The opening of the film leaves you bewildered. We are introduced to Russell Geoffrey Banks’s Oliver just after he has arrived in Thailand. He’s outfitted like some supporting character from an episode of The Sweeney (1975-8) – in hornrims, greased-backed hair, short-sleeved shirt and pants cuffs that are several inches too short, and walks with a perpetually hunched over gait. (He even wears a socks and shorts combination at one point). He also comes with a lack of social graces that would rank high on the Gilliam Asperger’s scale – it becomes painful watching him trying to negotiate even normal conversations.

Not long in, there is a rather perverse scene that grabs your attention in which Banks lures a girl (Kelly Woodcock) that he meets in a bar back to his apartment with the promise of drugs and then has sex with her while his mother (Margaret Roche) watches via laptop webcam, urging him on with invocations like “fuck her dirty little ass”, before he slits the girl’s throat. Afterwards, Roche even orders him to clean up the mess and go to bed. There is similar uncomfortable perverseness in later scenes where Margaret Roche berates and browbeats Banks, demanding he whack off for her in front of the webcam.

The film left me with an appreciation for Russell Geoffrey Banks who had not registered on my radar before this. The ability he has to create a persona and live in it from the inside out is the sort of thing that actors are meant to do. This is what you define as a watershed role and I hope that Who’s Watching Oliver gets the kudos it deserves and it springboards to greater exposure for him.

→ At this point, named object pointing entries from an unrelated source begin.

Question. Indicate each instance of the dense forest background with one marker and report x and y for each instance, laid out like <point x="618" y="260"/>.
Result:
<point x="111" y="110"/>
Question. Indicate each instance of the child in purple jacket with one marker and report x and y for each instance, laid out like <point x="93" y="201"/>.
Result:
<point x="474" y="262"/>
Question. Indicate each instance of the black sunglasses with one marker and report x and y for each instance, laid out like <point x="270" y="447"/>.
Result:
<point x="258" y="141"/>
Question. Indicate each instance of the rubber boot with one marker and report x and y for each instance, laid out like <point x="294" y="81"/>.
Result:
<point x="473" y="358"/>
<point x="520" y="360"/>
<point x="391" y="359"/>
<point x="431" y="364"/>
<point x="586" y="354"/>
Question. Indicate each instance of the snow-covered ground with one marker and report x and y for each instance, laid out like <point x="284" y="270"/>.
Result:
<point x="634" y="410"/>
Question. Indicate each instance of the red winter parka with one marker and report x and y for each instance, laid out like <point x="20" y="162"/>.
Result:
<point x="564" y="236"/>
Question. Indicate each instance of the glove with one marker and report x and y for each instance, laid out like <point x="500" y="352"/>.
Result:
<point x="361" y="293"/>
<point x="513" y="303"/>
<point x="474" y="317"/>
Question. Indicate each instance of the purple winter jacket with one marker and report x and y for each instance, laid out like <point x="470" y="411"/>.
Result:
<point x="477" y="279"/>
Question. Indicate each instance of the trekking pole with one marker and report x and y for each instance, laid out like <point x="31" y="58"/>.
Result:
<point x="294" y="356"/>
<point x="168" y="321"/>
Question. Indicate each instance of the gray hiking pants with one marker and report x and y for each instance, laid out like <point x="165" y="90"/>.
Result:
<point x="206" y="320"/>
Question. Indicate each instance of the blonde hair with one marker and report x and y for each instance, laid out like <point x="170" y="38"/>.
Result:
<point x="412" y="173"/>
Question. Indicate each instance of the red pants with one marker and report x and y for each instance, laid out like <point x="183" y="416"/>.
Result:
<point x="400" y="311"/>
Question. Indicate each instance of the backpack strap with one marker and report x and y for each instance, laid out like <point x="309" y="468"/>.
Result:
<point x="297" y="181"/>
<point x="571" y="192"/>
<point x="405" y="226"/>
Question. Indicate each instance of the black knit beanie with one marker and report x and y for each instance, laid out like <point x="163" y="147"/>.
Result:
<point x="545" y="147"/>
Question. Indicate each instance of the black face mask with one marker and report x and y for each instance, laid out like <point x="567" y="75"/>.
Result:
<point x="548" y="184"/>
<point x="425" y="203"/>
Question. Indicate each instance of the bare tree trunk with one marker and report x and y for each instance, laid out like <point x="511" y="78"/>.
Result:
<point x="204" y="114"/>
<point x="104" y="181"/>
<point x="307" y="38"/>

Russell Geoffrey Banks and Sara Malakul Lane in Who's Watching Oliver (2017)
Perverse romance – Russell Geoffrey Banks and Sara Malakul Lane

Not long after we are introduced to Banks’s Oliver, Sara Malakul Lane enters the picture. I had seen Lane (who is half-Thai herself but could easily pass for the American girl she is cast as) in assorted low-budgets films such as Sharktopus (2010), Pernicious, Jurassic City (2015), Shark Lake (2015), Halloween Pussy Trap Kill Kill (2017) and King Arthur and the Knights of the Round Table, where she has always impressed as being capable of more than the standard parts she has been cast in. Who’s Watching Oliver left me with a newfound respect for her. Richie Moore shoots her with a radiant beauty and natural elegance. You actually warm to such a socially awkward character as Oliver and root for him as we see him becoming attached to her and fighting against the control of his mother. The film reaches an oddly touching ending (although if you watch to the mid-credits scene, this has a none-too-happy epilogue).

This is a film that draws you into a perverse headspace. One of the baffling things about it comes once Sara Malakul Lane is drawn to Banks and spies on him – despite seeing him kill others, all that she get upset at is seeing him with another woman. At one point, she walks in on him standing over a bloodied corpse and the only reaction she has is one of romantic reconciliation.

What adds to the perverse state of mind is that the film is scored with jaunty big band music that is often wildly at odds with the grim scenes of watching Banks carve up and dispose of bodies. Or the encounters between Banks and Lane in the Dream Land amusement park, which adds a level of surreal banality with its train rides, slides and sinisterly happy animal-head rides.